Fine mapping the MHC region identified four independent variants modifying susceptibility to chronic hepatitis B in Han Chinese

Several genome-wide association studies (GWAS) have demonstrated the association between genetic variants in the major histocompatibility complex (MHC) region and chronic hepatitis B (CHB) virus infection, but it is still unknown about the disease-causing loci and potential mechanisms owing to the complicated linkage disequilibrium for this region. To systematically characterize the MHC variations in relation to the CHB infection, we fine mapped the MHC region on our existing GWAS data with SNP2HLA taken the Pan-Asian panel as reference and finally identified four independent associations.
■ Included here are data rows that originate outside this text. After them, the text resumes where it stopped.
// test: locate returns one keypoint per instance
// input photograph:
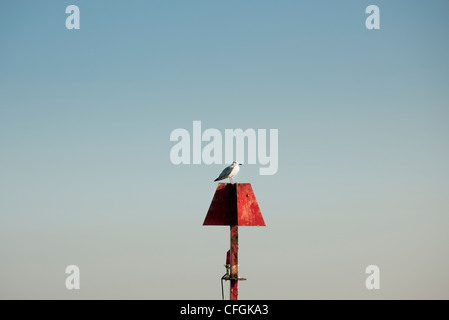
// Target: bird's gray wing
(226, 171)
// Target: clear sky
(85, 170)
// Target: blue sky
(86, 177)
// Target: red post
(234, 262)
(234, 205)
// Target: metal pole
(234, 262)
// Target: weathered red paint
(234, 262)
(227, 196)
(234, 205)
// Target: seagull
(229, 172)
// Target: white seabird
(229, 172)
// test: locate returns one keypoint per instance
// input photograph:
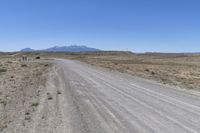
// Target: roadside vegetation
(21, 87)
(181, 70)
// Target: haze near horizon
(138, 26)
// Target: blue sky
(136, 25)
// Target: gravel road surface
(98, 100)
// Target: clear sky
(136, 25)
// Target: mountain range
(72, 48)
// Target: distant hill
(72, 48)
(27, 50)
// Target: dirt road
(101, 101)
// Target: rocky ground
(25, 98)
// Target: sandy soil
(25, 98)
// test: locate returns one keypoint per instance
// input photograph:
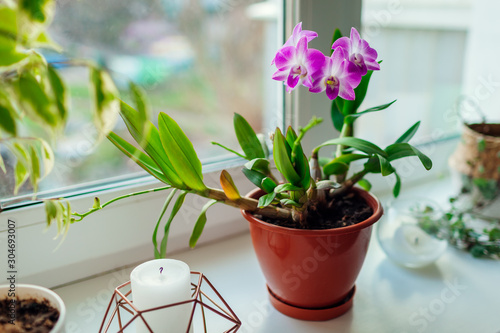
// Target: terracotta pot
(311, 273)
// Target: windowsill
(388, 298)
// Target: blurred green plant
(32, 91)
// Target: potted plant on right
(310, 225)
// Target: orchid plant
(304, 184)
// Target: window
(433, 52)
(198, 61)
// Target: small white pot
(39, 293)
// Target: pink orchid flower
(359, 51)
(338, 76)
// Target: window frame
(111, 238)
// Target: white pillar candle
(160, 282)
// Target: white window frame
(120, 234)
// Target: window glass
(198, 60)
(433, 52)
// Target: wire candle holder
(201, 299)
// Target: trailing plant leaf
(397, 187)
(35, 102)
(181, 153)
(266, 199)
(7, 115)
(227, 184)
(247, 138)
(59, 91)
(106, 101)
(200, 224)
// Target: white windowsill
(389, 298)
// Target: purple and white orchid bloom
(296, 64)
(359, 51)
(338, 76)
(297, 34)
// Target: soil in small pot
(343, 211)
(32, 316)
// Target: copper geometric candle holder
(205, 298)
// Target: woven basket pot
(477, 162)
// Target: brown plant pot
(310, 274)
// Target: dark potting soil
(344, 211)
(31, 316)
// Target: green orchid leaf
(200, 224)
(228, 186)
(365, 184)
(59, 90)
(397, 187)
(298, 159)
(351, 107)
(8, 116)
(106, 101)
(287, 187)
(155, 232)
(149, 139)
(336, 114)
(229, 149)
(181, 153)
(20, 176)
(266, 199)
(385, 166)
(247, 138)
(336, 35)
(259, 164)
(335, 168)
(282, 158)
(400, 150)
(175, 210)
(340, 163)
(409, 133)
(359, 144)
(2, 165)
(268, 185)
(143, 160)
(350, 118)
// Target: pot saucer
(313, 314)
The HLA-DP beta 1 amino acid positions 84-87, which drove the effect of reported single nucleotide polymorphisms rs9277535 and rs3077, showed the most significant association (OR = 0.65, P = 2.03 x 10(-8)). The Leu-15 of HLA-C, conferring the effect of rs3130542, increased the risk of CHB infection independently (OR = 1.61, P = 3.42 x 10(-7)). The HLA-DR beta 1*13, in perfect LD with glutamic at site 71, and rs400488, an expression quantitative trait locus for HLA-J, were newly identified to be associated with CHB infection independently (OR = 1.84, P = 3.84 x 10(-9); OR = 0.28, P = 6.27 x 10(-7), respectively). HLA-DP beta 1 positions 84-87 and HLA-DR beta 1 position 71 implicated the P1 and P4 in the antigen-binding groove, whereas HLA-C position 15 affected the signal peptide. These four independent loci together can explain similar to 6% of the phenotypic variance for CHB infection, accounting for 72.94% of that explained by knowngenetic variations. We fine mapped theMHCregion and identified four loci that independently drove the chronic HBV infection. The results provided a deeper understanding of the GWAS signals and identified additional susceptibility loci which were missed in previous association studies.